Exclusive Booking Perks
- $100 USD hotel credit per room, per stay redeemable only on-property for food
- Daily Continental breakfast for two guests.
- Room upgrade to the next room category (subject to availability at check-in).
- Early check-in (subject to availability).
- Late check-out (subject to availability).
- The following room categories now receive a $150 USD hotel credit per room, per stay
- Island Suite Sea View Private Heated Pool
- The Phaea Blue Villa
Location
Phāea Blue occupies the northeastern coast of Crete, where the island's mountainous spine meets the Sea of Crete in a series of sheltered coves and rocky headlands. The property sits near the village of Elounta, a quieter pocket of the island's northern shore that has drawn discreet visitors for decades without the density of Crete's busier resort corridors. This is the Mirabello Gulf, named for the "beautiful view" Venetian merchants noted when sailing past, and the water here glows in shades that shift from turquoise to deep cobalt depending on the hour and the wind.
Crete's history stretches back to the Minoan civilization, Europe's earliest advanced society, which flourished here from 2700 BC until the Mycenaean takeover. The island's scale (260 kilometres from west to east, 100 kilometres south of mainland Greece) gives it a geography more diverse than most Mediterranean islands: snow-capped peaks in winter, fertile plateaus, deep gorges, and a coastline that spans 1,046 kilometres. The newly inscribed Minoan Palatial Centres, a UNESCO site comprising six archaeological complexes, lie 76 kilometres west and offer vivid proof of Crete's ancient sophistication.
Heraklion's international airport is 50 kilometres southwest, about an hour by car along the coastal highway. Sitia's smaller airport sits 35 kilometres east, serving seasonal European routes. The drive to either threads through olive groves and stone villages where shepherds still move flocks along roadsides.
Plaka beach is one kilometre away, a crescent of coarse sand facing Spinalonga Island, the Venetian fortress-turned-leper colony whose story has made it one of Crete's most visited offshore sites. The beach at Schisma, just over three kilometres away, is quieter and backed by tamarisk trees. Kolokitha, reachable by boat from Marina Elounda (3.3 kilometres), offers pale sand and shallow water ideal for extended swimming. Book a sailing excursion from the marina to explore the gulf's hidden coves and the Oxia nature reserve (5.7 kilometres), where Cretan goats navigate cliffs above the water.
The Minoan Palatial Centres, 76 kilometres west, include Knossos, Phaistos, and four other sites that reveal the frescoed halls, storage magazines, and drainage systems of a civilization that traded across the Mediterranean three millennia ago. Closer to the property, the old town of Agios Nikolaos (11 kilometres) centres on a circular lake once thought bottomless, now ringed by cafés where locals gather for evening kafes and plates of dakos, the twice-baked barley rusk topped with tomato and feta. Start with mezze at the harbourfront tavernas: grilled octopus, Cretan graviera cheese, snails stewed in rosemary.
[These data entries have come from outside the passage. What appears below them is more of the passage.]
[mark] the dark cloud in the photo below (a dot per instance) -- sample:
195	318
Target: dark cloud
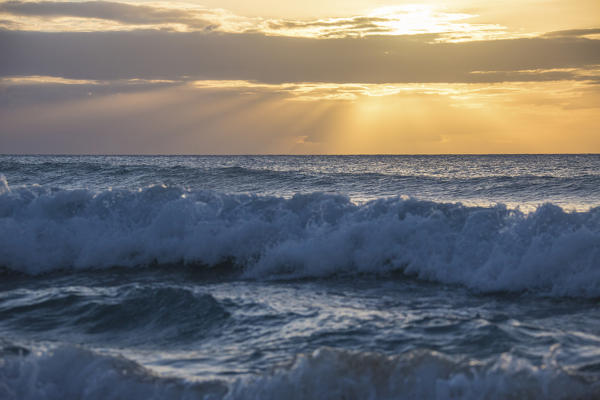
119	12
274	59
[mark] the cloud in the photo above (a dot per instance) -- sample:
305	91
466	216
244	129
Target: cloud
248	117
152	55
56	16
119	12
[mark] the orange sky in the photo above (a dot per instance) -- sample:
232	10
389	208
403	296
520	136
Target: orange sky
221	77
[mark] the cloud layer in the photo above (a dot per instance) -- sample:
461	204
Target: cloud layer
409	59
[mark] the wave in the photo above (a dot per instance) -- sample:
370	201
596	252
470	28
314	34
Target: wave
73	372
487	249
149	315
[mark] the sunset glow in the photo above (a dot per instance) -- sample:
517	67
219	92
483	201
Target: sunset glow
375	78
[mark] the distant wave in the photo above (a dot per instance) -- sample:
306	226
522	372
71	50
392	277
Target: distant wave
68	372
487	249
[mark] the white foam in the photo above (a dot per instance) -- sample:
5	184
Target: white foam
338	374
68	372
548	251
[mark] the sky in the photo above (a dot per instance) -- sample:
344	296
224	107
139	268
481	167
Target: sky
309	77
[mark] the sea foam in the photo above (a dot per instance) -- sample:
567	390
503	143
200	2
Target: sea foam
548	251
68	372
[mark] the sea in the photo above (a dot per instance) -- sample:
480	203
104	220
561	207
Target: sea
300	277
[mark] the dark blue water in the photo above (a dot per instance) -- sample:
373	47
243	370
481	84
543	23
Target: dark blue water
362	277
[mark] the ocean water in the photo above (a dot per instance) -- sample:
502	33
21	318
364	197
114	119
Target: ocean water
310	277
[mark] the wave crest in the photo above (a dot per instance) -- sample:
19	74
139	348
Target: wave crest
73	372
548	251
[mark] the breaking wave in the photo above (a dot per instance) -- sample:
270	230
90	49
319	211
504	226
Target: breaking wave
72	372
548	251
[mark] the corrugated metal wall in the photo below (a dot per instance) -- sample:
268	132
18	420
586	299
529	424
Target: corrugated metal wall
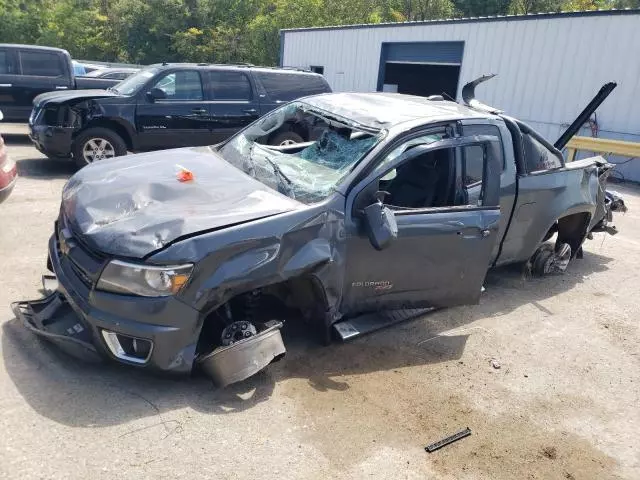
548	67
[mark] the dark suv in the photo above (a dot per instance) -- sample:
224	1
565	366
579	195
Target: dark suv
166	106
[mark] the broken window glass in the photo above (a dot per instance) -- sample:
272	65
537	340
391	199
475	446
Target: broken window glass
307	171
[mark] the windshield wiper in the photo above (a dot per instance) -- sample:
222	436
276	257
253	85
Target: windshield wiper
282	177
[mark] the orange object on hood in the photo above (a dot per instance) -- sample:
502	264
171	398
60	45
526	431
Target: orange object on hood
185	175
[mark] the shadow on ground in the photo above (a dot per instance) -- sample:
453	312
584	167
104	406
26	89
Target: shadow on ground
45	168
76	394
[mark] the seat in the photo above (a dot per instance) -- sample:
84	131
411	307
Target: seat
420	182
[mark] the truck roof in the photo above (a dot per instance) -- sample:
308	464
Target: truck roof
32	47
235	66
384	110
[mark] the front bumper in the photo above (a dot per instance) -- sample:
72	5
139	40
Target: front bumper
76	315
52	141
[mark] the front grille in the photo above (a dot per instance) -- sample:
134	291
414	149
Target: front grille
81	274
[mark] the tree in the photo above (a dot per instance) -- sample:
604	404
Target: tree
481	8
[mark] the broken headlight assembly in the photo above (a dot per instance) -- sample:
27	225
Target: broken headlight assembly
144	280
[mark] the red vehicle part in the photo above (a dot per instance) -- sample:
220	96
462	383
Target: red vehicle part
8	172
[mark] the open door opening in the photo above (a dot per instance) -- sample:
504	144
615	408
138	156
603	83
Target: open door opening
421	79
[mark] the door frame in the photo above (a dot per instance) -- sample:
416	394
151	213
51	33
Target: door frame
366	187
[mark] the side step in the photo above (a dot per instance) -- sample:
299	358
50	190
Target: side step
370	322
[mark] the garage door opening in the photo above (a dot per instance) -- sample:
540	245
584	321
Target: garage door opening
421	79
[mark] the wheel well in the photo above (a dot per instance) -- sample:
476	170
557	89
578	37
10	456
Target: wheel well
295	299
111	125
572	229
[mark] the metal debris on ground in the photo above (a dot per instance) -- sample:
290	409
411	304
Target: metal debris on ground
446	441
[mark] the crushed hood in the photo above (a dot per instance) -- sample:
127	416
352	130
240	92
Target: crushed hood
62	96
134	205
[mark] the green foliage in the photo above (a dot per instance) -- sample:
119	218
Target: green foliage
222	31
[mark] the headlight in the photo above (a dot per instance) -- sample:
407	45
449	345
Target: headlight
144	280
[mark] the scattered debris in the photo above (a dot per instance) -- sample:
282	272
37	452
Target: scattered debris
446	441
550	452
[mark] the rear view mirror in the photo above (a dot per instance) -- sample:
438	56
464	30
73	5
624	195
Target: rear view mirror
381	225
156	94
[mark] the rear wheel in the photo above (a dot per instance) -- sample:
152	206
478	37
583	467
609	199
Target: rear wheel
97	144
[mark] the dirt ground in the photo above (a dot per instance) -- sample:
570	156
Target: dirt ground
565	402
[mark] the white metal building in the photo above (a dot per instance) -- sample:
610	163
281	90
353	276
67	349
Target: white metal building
549	65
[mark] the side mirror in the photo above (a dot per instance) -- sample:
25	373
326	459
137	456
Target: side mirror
156	94
381	225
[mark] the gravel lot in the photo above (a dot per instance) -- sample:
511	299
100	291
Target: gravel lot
564	404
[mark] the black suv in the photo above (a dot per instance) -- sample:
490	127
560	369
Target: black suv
166	106
26	71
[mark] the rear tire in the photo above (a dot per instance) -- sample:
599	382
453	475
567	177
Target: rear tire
97	144
286	138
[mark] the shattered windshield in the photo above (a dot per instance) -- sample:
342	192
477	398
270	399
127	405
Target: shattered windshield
307	171
132	84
Summer on Crete's northern coast is hot and almost rainless. July and August see midday temperatures around 32°C, the light white and unrelenting, the water warm enough to swim at sunrise. The meltemi winds blow south across the Aegean in afternoon gusts that cool terraces and keep the air moving. September remains warm (highs near 29°C) with gentler light and fewer crowds; this is the best month for extended stays.
Spring arrives early. By April, wildflowers blanket the hillsides and temperatures reach the low twenties, ideal for walking the coastal paths and exploring archaeological sites before the heat sets in. May is warmer still, the island green from winter rains, the sea finally swimmable for most.
Winter is mild by northern European standards (highs around 15°C in December and January) but brings Crete's rainy season. The mountains inland sometimes hold snow, and the island takes on a quieter, more domestic rhythm. Locals harvest olives, and tavernas fill with island families rather than tourists.